Les répétitions, les variantes et les leitmotivs sont fréquents dans ce grand roman sur le temps – le narrateur revient souvent sur son thème principal : « Peut-on raconter le temps en lui-même, comme tel et en soi ? Non, en vérité, ce serait une folle entreprise. » L’organisation des journées, des semaines, le retour des fêtes du calendrier, les arrivées, les départs, les décès, tout contribue à cette structure cyclique qui fait de la vie au sanatorium une expérience si différente de la vie ailleurs, à moins qu’elle en soit la vertigineuse figuration.
Hans aime discuter avec Settembrini, le pédagogue, l’humaniste, et trouve un nouvel aiguillon dans les controverses qui opposent celui-ci à Naphta, un petit homme laid mais bien vêtu, formé chez les Jésuites (il occupe au village l’autre appartement dans la maison du tailleur où Settembrini s’est installé sous le toit).
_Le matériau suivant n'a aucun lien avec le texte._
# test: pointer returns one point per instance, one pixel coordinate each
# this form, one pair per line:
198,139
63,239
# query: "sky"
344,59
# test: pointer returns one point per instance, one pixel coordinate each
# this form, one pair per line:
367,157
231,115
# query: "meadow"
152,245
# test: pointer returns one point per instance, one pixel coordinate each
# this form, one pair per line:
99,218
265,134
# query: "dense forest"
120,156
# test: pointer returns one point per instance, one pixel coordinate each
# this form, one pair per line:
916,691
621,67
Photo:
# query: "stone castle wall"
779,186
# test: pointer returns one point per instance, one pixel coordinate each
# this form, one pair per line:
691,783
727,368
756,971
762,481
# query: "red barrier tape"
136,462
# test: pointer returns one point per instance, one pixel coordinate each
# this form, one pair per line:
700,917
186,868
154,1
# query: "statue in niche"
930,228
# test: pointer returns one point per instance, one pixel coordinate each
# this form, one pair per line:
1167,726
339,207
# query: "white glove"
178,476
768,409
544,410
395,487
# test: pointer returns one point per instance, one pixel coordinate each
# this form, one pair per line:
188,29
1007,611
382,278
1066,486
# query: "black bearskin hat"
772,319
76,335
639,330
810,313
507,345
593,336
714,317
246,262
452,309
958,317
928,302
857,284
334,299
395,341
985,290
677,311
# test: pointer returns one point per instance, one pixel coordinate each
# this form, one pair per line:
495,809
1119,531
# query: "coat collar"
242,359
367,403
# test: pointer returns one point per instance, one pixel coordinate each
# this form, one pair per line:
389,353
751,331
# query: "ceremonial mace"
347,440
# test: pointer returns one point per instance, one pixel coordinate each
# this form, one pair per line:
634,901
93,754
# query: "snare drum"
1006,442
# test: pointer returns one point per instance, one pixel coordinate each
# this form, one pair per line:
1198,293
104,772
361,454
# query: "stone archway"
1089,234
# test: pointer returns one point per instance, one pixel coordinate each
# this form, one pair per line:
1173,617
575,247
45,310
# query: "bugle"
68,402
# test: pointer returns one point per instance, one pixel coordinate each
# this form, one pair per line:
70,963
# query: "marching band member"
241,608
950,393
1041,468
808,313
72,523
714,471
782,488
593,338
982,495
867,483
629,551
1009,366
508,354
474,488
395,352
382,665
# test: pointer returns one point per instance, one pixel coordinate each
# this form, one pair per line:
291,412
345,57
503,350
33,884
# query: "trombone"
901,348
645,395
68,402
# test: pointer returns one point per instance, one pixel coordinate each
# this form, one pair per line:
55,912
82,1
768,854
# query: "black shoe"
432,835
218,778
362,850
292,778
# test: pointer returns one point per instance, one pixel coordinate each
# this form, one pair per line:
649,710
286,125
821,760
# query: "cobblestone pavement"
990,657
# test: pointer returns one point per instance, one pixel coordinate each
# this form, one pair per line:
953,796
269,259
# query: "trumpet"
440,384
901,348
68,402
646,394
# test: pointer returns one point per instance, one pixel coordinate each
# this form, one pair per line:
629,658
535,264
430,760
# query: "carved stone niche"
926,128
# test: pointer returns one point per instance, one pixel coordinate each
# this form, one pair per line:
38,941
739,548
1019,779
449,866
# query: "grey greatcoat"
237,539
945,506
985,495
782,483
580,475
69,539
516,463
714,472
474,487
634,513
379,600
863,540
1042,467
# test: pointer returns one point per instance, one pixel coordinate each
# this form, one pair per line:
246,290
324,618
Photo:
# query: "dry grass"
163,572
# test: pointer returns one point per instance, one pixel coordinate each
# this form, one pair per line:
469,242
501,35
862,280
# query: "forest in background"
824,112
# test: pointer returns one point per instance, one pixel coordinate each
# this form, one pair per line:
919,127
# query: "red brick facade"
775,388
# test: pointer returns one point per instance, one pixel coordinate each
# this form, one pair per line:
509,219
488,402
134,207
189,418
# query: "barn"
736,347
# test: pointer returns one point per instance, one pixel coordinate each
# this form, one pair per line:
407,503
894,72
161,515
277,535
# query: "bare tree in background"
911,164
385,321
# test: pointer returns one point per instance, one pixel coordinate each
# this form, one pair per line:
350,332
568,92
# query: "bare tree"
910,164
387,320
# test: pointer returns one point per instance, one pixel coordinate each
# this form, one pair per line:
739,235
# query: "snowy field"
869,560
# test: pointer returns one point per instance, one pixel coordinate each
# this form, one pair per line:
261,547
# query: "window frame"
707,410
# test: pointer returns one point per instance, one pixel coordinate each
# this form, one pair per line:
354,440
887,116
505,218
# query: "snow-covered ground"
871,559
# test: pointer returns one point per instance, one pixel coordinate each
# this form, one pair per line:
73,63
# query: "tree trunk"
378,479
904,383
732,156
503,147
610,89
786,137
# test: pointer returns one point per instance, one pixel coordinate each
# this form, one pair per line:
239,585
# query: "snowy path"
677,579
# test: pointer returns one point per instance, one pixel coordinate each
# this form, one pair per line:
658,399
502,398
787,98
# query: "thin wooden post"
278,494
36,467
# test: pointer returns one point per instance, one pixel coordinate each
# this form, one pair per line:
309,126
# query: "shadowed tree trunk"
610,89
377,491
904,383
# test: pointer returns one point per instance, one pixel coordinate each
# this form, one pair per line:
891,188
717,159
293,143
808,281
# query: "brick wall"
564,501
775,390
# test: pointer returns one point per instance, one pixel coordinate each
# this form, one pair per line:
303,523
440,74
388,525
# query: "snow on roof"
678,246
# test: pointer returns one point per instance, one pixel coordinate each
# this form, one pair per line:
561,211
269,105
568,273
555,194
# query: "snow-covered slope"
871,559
L’« enfant gâté de la vie », comme l’appelle son mentor, est passé de l’écoute à une participation de plus en plus assurée aux débats philosophiques, qui prennent davantage d’importance dans le second tome. Mann présente ainsi dans La montagne magique l’état d’esprit et « la problématique spirituelle de l’Europe dans le premier quart du XXe siècle » (France Culture).
Autre séquence inoubliable, une promenade solitaire en ski. Malgré le règlement qui interdit aux curistes de skier, Hans se décide un jour à acheter tout le matériel qu’il dépose chez le tailleur. Settembrini a beau lui conseiller la prudence, dès que le jeune homme skie avec plus d’assurance, il va s’échapper une après-midi, vêtu d’un simple chandail, et se laisser griser par l’atmosphère, la glisse, jusqu’à ce qu’une tempête de neige l’égare dans des visions fantasmagoriques.
Une scène formidable a lieu peu après le retour de Mme Chauchat au Berghof : à la stupéfaction de Hans Castorp et pour son malheur, elle s’est réinstallée au sanatorium en compagnie de Mynheer Peeperkorn, un planteur de café à Java, un Hollandais imposant, quoique fiévreux. Grand mangeur et gros buveur, Peeperkorn va improviser une « bacchanale » pour fêter les retrouvailles de Clawdia avec ses anciennes connaissances jusque tard dans la nuit.
Nous écouterons les battements du cœur de Hans, nous l’observerons qui s’efforce de faire bonne figure auprès du couple ou de modérer les oppositions entre Settembrini et Naphta qui se disputent la mission d’éveiller son intelligence. Avec lui, nous sentirons un glissement dans l’atmosphère du Berghof où l’on se livre bientôt à la musique (Behrens a offert un phonographe), voire, pour certains, au spiritisme (une jeune Danoise qu’on dit médium).
S’il est facile de se détacher de la marche du monde une fois qu’on réside au sanatorium, d’où le souci de Settembrini d’en faire comprendre les enjeux à Hans Castorp, certains arrivants apportent avec eux les tensions du monde d’en bas. L’atmosphère change insensiblement. Mais pour arracher Hans à la montagne magique où il se plaît « à rêver et à gouverner les ombres spirituelles des choses », il faudra un « coup de tonnerre ».